Department of Biostatistics, University of Washington, Seattle, Washington, USA.
Department of Biostatistics and Computational Biology, University of Rochester, Rochester, New York, USA.
Biometrics. 2023 Jun;79(2):601-603. doi: 10.1111/biom.13780. Epub 2022 Oct 31.

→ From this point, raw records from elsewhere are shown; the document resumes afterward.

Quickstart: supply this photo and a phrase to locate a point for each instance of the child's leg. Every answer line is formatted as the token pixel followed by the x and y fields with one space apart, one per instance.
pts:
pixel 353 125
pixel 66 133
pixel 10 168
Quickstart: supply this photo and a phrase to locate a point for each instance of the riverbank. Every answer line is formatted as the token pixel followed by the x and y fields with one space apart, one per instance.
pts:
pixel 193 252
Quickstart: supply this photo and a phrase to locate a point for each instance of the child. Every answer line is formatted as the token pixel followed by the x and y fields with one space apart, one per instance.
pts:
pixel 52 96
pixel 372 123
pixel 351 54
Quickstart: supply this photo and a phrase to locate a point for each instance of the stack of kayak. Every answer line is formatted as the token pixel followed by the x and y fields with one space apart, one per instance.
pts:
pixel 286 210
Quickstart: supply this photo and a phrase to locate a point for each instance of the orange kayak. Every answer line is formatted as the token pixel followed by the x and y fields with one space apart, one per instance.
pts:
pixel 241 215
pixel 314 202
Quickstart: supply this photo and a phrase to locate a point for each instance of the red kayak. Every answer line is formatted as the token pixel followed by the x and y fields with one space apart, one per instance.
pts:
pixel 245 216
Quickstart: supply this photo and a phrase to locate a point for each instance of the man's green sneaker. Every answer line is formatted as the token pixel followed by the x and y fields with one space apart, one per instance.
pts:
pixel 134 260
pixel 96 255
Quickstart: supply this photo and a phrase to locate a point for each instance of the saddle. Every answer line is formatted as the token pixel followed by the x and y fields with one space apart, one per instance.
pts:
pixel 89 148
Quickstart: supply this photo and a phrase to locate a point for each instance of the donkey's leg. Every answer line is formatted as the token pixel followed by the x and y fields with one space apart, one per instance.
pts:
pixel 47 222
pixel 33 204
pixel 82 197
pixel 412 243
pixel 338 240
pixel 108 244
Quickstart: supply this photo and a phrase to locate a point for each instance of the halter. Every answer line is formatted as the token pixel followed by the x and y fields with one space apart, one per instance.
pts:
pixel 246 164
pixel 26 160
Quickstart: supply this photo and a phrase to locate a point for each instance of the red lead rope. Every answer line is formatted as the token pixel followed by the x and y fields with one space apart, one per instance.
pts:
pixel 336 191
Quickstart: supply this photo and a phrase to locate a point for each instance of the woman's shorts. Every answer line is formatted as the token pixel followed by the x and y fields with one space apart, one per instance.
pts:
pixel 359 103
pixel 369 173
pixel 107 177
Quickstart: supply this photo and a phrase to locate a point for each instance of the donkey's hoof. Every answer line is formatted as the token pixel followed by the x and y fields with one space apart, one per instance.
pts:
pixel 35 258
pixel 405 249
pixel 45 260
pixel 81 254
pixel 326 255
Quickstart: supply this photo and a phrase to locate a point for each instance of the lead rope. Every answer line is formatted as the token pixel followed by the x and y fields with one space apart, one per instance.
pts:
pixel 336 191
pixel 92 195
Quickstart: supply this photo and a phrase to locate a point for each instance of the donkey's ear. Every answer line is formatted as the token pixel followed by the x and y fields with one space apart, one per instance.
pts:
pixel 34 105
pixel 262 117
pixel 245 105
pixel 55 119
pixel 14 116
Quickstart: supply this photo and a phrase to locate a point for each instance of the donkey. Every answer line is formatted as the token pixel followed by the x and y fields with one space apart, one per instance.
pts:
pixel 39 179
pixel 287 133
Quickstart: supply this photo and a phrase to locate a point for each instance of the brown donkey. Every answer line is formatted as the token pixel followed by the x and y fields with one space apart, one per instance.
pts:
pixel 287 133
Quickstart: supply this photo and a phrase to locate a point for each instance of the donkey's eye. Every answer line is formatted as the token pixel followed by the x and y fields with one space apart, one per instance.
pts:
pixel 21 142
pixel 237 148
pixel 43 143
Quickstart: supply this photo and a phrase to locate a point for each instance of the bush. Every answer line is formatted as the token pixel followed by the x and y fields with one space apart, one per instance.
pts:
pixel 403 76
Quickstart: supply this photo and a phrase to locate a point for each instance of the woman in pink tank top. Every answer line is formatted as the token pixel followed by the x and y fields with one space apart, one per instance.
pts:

We thank all the discussants for the careful reading and insightful comments. In our rejoinder, we extend the discussion of how the assumptions of instrumented difference-in-differences (iDID) compare to the assumptions of the standard instrumental variable method. We also make additional comments on how iDID is related to the fuzzy DID. We highlight future research directions to enhance the utility of iDID, including extensions to adjust for covariate shift in two-sample iDID design, and generalization of iDID to multiple time points and a multi-valued instrumental variable for DID.
我们感谢所有讨论者的仔细阅读和深入评论。在我们的回应中,我们进一步讨论了工具差分(iDID)的假设与标准工具变量方法的假设相比有何不同。我们还就 iDID 与模糊 DID 的关系发表了更多评论。我们强调了增强 iDID 实用性的未来研究方向,包括扩展两样本 iDID 设计中协变量偏移的调整,以及将 iDID 推广到多个时间点和多值工具变量用于 DID。